Yahoo!Tech reveals that “Social networking company Facebook recently held acquisition talks with Twitter, the micro-blogging company, the Financial Times said.  The negotiations

[…] put a valuation of as much as $500 million on Twitter, which has become one of Silicon Valley's most closely watched start-ups, the paper said.  The talks, which were first reported by the AllThingsD blog, were confirmed to the paper by two people familiar with the situation.”

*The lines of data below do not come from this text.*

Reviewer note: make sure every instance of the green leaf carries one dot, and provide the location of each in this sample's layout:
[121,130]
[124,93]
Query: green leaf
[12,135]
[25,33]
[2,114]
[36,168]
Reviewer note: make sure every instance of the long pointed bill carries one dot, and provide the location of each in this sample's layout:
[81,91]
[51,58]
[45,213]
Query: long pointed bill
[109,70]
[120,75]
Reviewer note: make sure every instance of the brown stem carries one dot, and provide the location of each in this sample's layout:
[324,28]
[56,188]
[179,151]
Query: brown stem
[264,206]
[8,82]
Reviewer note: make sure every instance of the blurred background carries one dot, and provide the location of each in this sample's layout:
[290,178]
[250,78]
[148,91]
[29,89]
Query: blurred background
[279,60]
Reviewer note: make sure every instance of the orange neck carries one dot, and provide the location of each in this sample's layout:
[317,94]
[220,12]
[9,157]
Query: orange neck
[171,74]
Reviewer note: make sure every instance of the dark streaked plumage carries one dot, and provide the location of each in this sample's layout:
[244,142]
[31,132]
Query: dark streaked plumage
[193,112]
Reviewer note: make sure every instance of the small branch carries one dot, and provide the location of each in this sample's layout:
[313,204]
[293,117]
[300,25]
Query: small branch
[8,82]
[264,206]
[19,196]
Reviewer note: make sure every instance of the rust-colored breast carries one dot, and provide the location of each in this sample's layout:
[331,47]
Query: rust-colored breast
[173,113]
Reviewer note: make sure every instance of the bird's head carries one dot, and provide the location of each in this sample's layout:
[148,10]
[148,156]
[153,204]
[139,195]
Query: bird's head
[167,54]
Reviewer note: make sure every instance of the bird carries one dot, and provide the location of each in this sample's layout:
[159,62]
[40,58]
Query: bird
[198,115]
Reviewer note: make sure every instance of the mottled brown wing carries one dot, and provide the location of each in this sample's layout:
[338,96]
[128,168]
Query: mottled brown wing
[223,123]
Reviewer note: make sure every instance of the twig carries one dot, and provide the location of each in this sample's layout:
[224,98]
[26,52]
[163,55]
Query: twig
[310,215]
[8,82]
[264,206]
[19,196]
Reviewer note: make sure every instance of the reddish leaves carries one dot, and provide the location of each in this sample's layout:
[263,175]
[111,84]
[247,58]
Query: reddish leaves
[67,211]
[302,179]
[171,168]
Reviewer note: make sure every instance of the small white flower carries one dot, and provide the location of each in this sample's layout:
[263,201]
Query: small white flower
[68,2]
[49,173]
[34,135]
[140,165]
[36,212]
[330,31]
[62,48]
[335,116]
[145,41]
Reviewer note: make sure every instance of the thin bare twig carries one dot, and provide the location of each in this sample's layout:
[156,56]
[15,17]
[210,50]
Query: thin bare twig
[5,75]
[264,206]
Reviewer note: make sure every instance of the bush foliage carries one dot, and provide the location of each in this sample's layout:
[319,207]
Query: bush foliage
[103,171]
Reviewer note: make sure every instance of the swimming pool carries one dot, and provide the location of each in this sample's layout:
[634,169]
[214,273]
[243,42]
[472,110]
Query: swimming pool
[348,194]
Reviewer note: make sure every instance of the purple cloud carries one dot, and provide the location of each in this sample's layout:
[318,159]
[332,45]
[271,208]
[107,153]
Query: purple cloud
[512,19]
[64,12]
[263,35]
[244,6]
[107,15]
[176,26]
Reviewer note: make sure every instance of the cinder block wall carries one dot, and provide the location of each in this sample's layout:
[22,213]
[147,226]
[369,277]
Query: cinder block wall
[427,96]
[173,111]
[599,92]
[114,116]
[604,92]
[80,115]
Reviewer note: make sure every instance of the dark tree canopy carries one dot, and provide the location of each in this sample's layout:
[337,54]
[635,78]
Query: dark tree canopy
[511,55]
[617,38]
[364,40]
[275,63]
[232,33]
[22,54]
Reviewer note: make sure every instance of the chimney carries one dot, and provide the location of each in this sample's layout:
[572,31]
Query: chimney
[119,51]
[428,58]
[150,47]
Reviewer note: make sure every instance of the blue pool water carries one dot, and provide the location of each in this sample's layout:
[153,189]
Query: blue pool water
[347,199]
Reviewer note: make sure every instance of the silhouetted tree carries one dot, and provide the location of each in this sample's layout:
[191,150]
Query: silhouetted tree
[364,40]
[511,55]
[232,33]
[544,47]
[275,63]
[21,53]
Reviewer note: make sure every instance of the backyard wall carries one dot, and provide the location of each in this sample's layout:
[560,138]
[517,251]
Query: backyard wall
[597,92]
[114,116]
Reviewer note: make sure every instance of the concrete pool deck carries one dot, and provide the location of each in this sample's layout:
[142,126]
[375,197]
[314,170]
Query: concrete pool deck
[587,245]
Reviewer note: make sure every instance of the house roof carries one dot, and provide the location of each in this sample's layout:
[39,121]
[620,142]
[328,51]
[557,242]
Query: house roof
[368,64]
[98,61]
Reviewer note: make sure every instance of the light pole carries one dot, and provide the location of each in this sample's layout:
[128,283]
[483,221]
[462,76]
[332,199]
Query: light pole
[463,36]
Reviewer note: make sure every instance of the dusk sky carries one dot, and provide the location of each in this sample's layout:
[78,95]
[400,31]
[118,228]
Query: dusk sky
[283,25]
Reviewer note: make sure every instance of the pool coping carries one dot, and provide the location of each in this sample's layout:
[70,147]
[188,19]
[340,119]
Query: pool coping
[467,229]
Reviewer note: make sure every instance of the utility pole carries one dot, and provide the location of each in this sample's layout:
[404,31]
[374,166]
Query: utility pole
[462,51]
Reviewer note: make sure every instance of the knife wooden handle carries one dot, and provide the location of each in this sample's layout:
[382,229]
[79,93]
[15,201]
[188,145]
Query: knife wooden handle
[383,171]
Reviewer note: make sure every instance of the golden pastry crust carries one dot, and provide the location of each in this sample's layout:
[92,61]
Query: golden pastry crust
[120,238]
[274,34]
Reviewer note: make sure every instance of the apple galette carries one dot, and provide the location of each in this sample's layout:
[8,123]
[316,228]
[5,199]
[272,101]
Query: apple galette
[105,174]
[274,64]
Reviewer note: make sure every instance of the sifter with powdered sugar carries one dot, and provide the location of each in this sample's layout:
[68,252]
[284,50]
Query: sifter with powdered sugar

According to BBC News, “Sir Paul McCartney has said he wants The Beatles' catalogue to appear on Apple's iTunes store, but that negotiations have currently ‘stalled.’  ‘We'd like to do it,’ Sir Paul told BBC News. ‘We are very for it, we've been pushing it. But there are a couple of sticking points, I understand.’  He said ‘heavy negotiations’ were going on with their former record label EMI.”

In more Apple news, Internetnews.com writes that “Apple's legal department may have a busy holiday season ahead of it.  The Cupertino, Calif.-based iPhone maker is facing two new lawsuits stemming from its popular smartphone — a patent infringement claim tied to the iPhone's Web browser, and a second suit that claims the iPhone 3G is not delivering on Apple's promised capabilities.”

In a different article, Internetnews.com reports that “[a]fter several years of meteoric growth, Internet ad spending is coming back down to earth.  That's according to new findings from the Interactive Advertising Bureau (IAB), the trade group representing the online advertising industry, which is pointing to the economic downturn as the culprit for the change.  The IAB partners with Pricewaterhouse Coopers to compile comprehensive ad-spending reports throughout the year based on member companies' data.”

In more gloomy economic news, the Wall Street Journal cites a report by research firm Gartner which predicts that “[g]lobal mobile-phone sales [will] drop next year as the economic slowdown hits consumer demand world-wide.  ‘We expect sales in 2009 to show a low-single-digit growth contraction’ from 2008 levels, said Gartner analyst Carolina Milanesi. Market conditions are expected to remain challenging through at least the first half of next year, she said.”